Background CD‐NP is a novel chimeric natriuretic peptide (NP) consisting of the full‐length human C‐type natriuretic peptide (CNP), a NP receptor (NPR)‐B agonist, and the C‐terminus of Dendroaspis NP (DNP), a NPR‐A agonist. In the first‐in‐human clinical trial, CD‐NP activated plasma and urinary cGMP, the second messenger for the NPs, and increased Na + excretion in normal subjects. Here we report for the first time plasma aldosterone (ALDO) and angiotensin II (ANG II) levels. Methods In the double‐blind, PLB‐controlled phase of this trial, adults received CD‐NP 17.5 ng/kg/min (n = 6) or PLB (n = 4) i.v. for 4 hours.
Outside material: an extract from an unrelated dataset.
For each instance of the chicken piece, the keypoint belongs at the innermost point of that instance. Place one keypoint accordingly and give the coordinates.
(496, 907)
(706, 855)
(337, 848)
Plasma ALDO and ANG II were quantified by RIA. Data were analyzed by 2‐tailed paired t‐test and signed‐rank (S‐R) test (SAS v9). Results In subjects who received CD‐NP, plasma ALDO (mean±SD) decreased from a baseline of 21.9±2.7 to 9.5±3.2 ng/dL (P<0.001 t‐test, P<0.05 S‐R test) at the end of infusion. Plasma ANG II tended to decrease (29.2±5.2 to 23.0±3.5 ng/L, P=0.086 t‐test, P=0.69 S‐R test). In the PLB group, ALDO (20.3±4.2 to 13.6±4.5 ng/dL) and ANG II (23.3±2.2 to 19.8±8.2 ng/L) did not change. Conclusion CD‐NP suppressed plasma ALDO in normal subjects, consistent with NPR‐A activation by a novel NP with dual NPR‐A and NPR‐B activating properties. CD‐NP may be of therapeutic potential in disease states that are characterized by ALDO activation, such as in heart failure warranting further studies. Sources of funding: Mayo Foundation and Nile Therapeutics, Inc.